Trudno nam ujrzeć siebie w prawdzie, ale jeden promyk Światła Bożego obnaża naszą nędzę. Wówczas chwytasz twarz w dłonie i krzyczysz: „Jezu wybacz”. Właśnie napłynęło słowo megalomania: „zawyżona nieprawidłowa samoocena, a nawet urojenie wielkościowe”...

    Jakby na znak oglądałem wywiad Elizy Michalik ze Stefanem Niesiołowskim („dajcie mi władzę, a ja was urządzę”). Pan poseł jest prawdziwym patriotą i demokratą (opozycja w postaci „pisowskich lizusów” szkodzi Polsce), katolikiem "wierzącym inaczej" (zwolennikiem zabijania dzieci szczególnej troski) oraz homofobem, ale „macha ręką”, gdy premier karze (wybór Nowickiej na marszałka)!

    Podczas przejścia na Mszę św. moje ciało zostało zalane „poczuciem wielkości”. Wówczas nie wiedziałem dlaczego i próbowałem to sobie wytłumaczyć, bo wcale nie czułem się silny po kilku dniach wyczerpującego boju duchowego.

    Postanowiłem, że dzisiaj Mszę św. spędzę w słoneczku i na ławce przed kościołem, bo należy mi się „odpoczynek”. Przy okazji zacząłem gadać o Donaldzie Tusku i liście, który napisałem do niego poprzez „Fakt", który odwiedził (17.02.2008 r.). Tam oceniłem jego osobowość w sensie przydatności do rządzenia moją ojczyzną:

 Dobry człowiek (typ zachowanie „B”), ale bez charyzmy - pomylenie powołania.

 Udaje, że rządzi - figurant.

Pragnie zostać prezydentem - chory na władzę! 

Mętność w mowie.

    Św. Hieronim "Listy": "rozwlekłej mowie brak przejrzystości, a gdy ktoś jej nie rozumie, to oczywiście nie gani"

Ps. 56, 5.  "nie układnymi i miłymi ludziom słowami /../ lecz językiem prostym, aby/../ tłumaczenie nie wymagało innego tłumacza /../". Na jakich kursach i gdzie tego uczono?

Brak błogosławieństwa Bożego!

    "Pan ci rzekł, iż będzie dla ciebie Bogiem, o ile ty będziesz chodził Jego drogami, strzegł Jego nakazów, praw i rozporządzeń i słuchał Jego głosu /../". 

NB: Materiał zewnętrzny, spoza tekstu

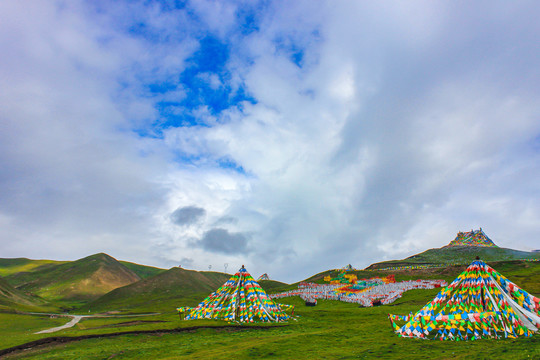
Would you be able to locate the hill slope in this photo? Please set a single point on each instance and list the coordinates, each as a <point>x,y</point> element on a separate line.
<point>142,271</point>
<point>167,290</point>
<point>82,280</point>
<point>13,299</point>
<point>459,255</point>
<point>16,265</point>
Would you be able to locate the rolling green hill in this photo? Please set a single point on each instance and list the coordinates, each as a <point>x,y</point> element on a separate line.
<point>13,299</point>
<point>82,280</point>
<point>142,270</point>
<point>16,265</point>
<point>165,291</point>
<point>272,286</point>
<point>458,255</point>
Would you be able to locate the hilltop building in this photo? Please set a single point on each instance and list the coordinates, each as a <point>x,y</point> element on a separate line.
<point>472,238</point>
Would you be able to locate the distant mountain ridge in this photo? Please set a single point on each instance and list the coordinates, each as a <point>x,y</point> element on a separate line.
<point>79,280</point>
<point>472,238</point>
<point>166,287</point>
<point>457,255</point>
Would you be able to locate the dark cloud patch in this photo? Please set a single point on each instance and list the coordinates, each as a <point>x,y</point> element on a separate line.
<point>187,215</point>
<point>227,220</point>
<point>222,241</point>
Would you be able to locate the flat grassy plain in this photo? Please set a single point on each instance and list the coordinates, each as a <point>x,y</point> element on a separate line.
<point>330,330</point>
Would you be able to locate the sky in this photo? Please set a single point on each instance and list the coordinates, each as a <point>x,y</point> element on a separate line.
<point>291,137</point>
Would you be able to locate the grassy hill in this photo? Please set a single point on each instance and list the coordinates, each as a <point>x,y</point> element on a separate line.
<point>142,270</point>
<point>162,292</point>
<point>17,265</point>
<point>272,286</point>
<point>12,299</point>
<point>76,281</point>
<point>330,330</point>
<point>458,255</point>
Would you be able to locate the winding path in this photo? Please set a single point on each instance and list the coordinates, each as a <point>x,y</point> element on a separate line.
<point>76,318</point>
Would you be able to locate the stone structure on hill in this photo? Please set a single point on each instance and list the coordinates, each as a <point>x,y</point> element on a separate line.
<point>472,238</point>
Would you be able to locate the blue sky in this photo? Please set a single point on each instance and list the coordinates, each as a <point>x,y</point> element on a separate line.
<point>291,137</point>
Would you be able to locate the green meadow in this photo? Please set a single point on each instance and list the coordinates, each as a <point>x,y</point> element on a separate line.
<point>330,330</point>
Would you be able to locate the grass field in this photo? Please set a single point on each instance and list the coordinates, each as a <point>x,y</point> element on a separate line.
<point>330,330</point>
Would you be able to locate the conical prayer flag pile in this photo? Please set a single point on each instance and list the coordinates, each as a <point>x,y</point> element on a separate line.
<point>240,299</point>
<point>472,238</point>
<point>479,303</point>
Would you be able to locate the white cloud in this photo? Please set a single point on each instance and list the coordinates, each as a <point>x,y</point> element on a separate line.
<point>377,131</point>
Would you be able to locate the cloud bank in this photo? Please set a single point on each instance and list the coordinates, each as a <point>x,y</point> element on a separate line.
<point>289,137</point>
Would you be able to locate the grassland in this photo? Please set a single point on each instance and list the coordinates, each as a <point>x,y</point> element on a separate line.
<point>331,330</point>
<point>460,255</point>
<point>19,265</point>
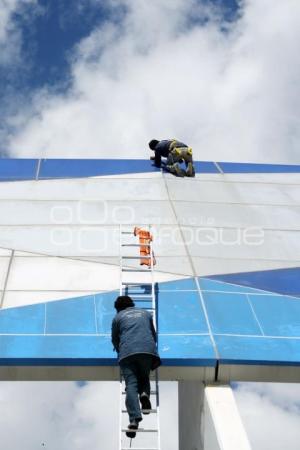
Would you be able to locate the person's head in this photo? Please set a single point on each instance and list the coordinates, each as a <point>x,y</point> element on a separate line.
<point>123,302</point>
<point>153,143</point>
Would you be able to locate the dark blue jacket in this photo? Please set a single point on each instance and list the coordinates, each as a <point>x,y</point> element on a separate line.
<point>133,332</point>
<point>163,147</point>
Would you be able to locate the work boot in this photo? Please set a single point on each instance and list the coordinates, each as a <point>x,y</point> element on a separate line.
<point>176,170</point>
<point>134,424</point>
<point>145,402</point>
<point>190,171</point>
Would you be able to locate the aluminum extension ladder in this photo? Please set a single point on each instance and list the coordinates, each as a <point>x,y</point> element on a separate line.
<point>142,292</point>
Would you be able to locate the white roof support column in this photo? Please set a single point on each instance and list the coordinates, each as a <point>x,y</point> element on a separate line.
<point>209,418</point>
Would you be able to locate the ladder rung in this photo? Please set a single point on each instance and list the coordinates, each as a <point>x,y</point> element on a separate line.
<point>136,257</point>
<point>148,410</point>
<point>151,392</point>
<point>135,245</point>
<point>141,430</point>
<point>136,270</point>
<point>141,295</point>
<point>140,300</point>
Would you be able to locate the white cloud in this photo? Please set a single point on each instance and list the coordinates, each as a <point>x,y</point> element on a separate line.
<point>271,414</point>
<point>231,96</point>
<point>64,416</point>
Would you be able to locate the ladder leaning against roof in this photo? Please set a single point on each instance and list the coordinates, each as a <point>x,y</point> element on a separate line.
<point>142,291</point>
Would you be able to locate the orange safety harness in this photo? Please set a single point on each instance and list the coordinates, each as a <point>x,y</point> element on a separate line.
<point>145,238</point>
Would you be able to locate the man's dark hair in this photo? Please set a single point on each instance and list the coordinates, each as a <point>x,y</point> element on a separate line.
<point>123,302</point>
<point>153,143</point>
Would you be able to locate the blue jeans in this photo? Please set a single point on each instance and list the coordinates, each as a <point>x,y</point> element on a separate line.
<point>136,370</point>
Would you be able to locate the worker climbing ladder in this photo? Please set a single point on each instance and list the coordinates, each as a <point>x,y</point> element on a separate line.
<point>138,283</point>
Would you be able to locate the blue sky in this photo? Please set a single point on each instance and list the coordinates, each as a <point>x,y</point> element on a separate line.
<point>102,77</point>
<point>52,32</point>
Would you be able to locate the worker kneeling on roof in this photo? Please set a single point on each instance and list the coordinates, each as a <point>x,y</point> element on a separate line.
<point>134,338</point>
<point>176,153</point>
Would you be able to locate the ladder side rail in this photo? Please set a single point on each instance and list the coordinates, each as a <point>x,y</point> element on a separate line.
<point>154,306</point>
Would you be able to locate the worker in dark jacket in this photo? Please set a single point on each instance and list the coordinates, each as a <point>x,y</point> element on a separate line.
<point>134,338</point>
<point>176,152</point>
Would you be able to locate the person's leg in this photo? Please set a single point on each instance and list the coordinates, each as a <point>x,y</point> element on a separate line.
<point>157,158</point>
<point>144,363</point>
<point>144,367</point>
<point>188,159</point>
<point>129,373</point>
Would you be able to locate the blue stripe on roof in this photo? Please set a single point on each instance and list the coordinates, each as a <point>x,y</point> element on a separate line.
<point>74,168</point>
<point>281,281</point>
<point>230,167</point>
<point>26,169</point>
<point>18,169</point>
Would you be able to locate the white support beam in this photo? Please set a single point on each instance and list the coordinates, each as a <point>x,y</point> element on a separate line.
<point>209,418</point>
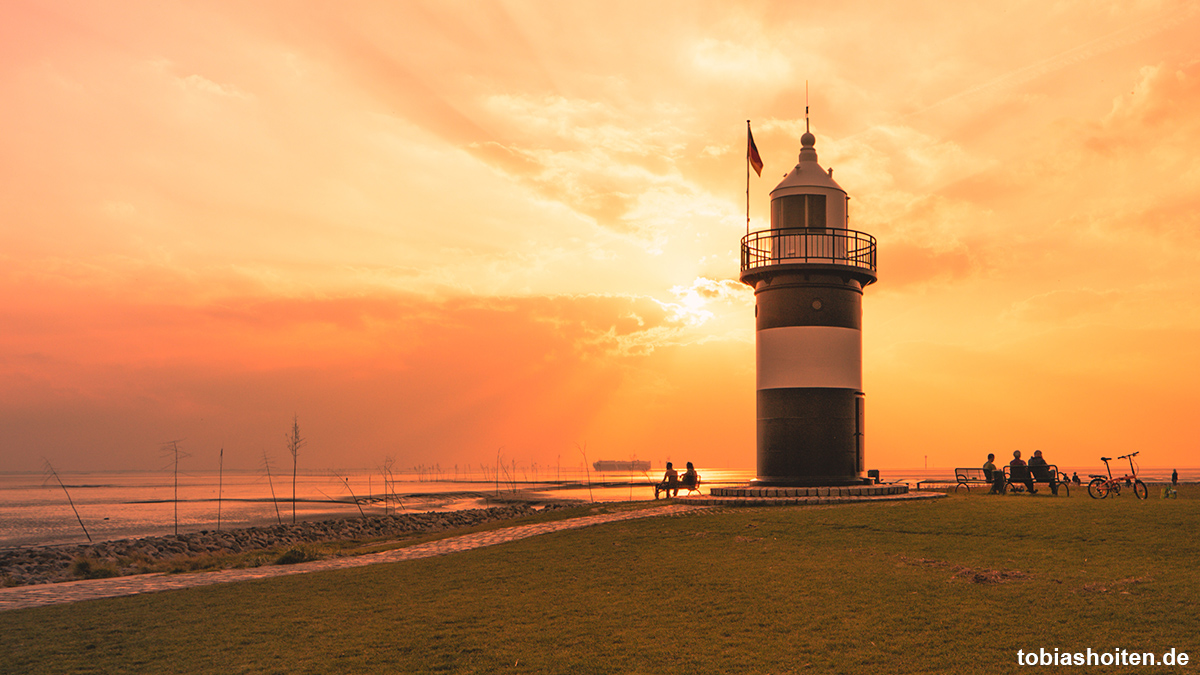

Nie wystarczy zawołać: "Tak mi dopomóż Bóg”!

Niesłowność (fatalna wada u mężczyzny) - „platforma obietnic”...

    Dziwne, bo właśnie trafiłem na mój wpis pod radami Lecha Wałęsy (Onet.pl): 

    << Proszę zdjąć MB Częstochowską, bo rozbija Pan jedność Polaków, których łączy miłość do Matki Bożej. Jak Pan chce oddzielić wiarę od polityki? Przecież: nie kradnij, nie cudzołóż, nie mów fałszywego świadectwa...

  Proszę Pana - od Boga naszego - niech Pan już nie naprawia Polski Rzeczypospolitej Ludowej.  Pana działalność to...w a ł ę s i z m, który oznacza: mędrkowanie w stylu „ja cię nauczę”, głupie ważniactwo, faryzeizm z przymilaniem się zdrajcom ojczyzny. Pana czas już minął! Nawet mówienie Pana męczy, a wciąż rwie się Pan do władzy...  >>

    Kapłan w kazaniu pięknie mówił o pragnących władzy, lubiących ukłony i pochwały. Proboszcz swoim zwyczajem po Komunii św. powiedział „żart”. Jakże trudno opanować się przed popisem. Po mszy zaczepił mnie krzykliwy kapłan i zdziwił się, że tak go określiłem.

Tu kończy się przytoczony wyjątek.